Precise Synthesis of 4.75 V-Tolerant LiCoO2 with Homogeneous Delithiation and Reduced Internal Strain

Abstract

The rapid advancements in 3C electronic devices necessitate an increase in the charge cutoff voltage of LiCoO₂ to unlock a higher energy density that surpasses the currently available levels. However, the structural devastation and electrochemical decay of LiCoO₂ are significantly exacerbated, particularly at ≥4.5 V, due to the stress concentration caused by more severe lattice expansion and shrinkage, coupled with heterogeneous Li⁺ intercalation/deintercalation reactions. Herein, employing the molten-salt synthesis technique, we propose a universal morphology-shaping strategy to attain bulk reaction homogeneity and reduce internal strains, even at extremely high charge voltages. The newly designed flattened polygon prismlike LiCoO₂ (P-LCO) particle, featuring a regular symmetrical arrangement along the c-axis, demonstrates a more homogeneous Li⁺ extraction/insertion reaction, which results in a restrained transformation to detrimental O1 phase and reduced variation in lattice volume throughout the (de)lithiation processes. This benefits the mitigation of the local stress accumulation misfit dislocations and particle cracking, ultimately maintaining the mechanical stability of the cathode.
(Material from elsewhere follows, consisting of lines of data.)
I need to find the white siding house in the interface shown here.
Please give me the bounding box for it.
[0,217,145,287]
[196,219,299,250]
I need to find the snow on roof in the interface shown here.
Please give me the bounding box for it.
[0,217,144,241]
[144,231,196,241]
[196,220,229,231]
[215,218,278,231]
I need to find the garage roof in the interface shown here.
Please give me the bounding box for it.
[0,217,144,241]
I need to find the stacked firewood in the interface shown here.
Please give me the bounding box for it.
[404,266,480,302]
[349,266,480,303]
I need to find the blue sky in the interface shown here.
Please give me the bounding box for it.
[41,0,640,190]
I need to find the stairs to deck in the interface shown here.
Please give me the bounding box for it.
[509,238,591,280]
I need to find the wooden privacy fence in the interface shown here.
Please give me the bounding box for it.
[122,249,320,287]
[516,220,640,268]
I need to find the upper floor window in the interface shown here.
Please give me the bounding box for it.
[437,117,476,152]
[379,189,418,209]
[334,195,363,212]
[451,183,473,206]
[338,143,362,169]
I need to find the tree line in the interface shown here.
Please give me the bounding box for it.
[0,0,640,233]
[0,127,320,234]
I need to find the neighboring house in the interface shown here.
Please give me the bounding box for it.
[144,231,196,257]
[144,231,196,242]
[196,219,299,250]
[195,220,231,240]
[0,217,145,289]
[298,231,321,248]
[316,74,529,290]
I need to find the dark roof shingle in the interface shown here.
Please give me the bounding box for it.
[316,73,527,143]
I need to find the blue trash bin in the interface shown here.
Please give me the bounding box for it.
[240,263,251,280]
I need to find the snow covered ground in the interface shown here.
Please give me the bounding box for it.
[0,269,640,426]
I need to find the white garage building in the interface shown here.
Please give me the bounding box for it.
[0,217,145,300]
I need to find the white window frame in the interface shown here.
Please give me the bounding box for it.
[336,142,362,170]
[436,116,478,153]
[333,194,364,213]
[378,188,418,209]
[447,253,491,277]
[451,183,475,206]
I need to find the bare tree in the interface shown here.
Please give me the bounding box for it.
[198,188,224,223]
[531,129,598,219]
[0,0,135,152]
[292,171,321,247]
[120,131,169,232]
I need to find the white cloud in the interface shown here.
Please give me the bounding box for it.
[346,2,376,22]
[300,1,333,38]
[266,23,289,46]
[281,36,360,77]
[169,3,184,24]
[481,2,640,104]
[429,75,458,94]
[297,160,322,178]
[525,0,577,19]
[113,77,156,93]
Consequently, P-LCO is capable of breaking the voltage ceiling and exhibits exceptional long-term cycling capability at an ultrahigh voltage of 4.75 V. This work offers a brand-new perspective for the rational design of cathode morphology to address capacity deterioration caused by inhomogeneous delithiation and internal strain, thus inspiring the development of high-energy-density cathodes with improved durability.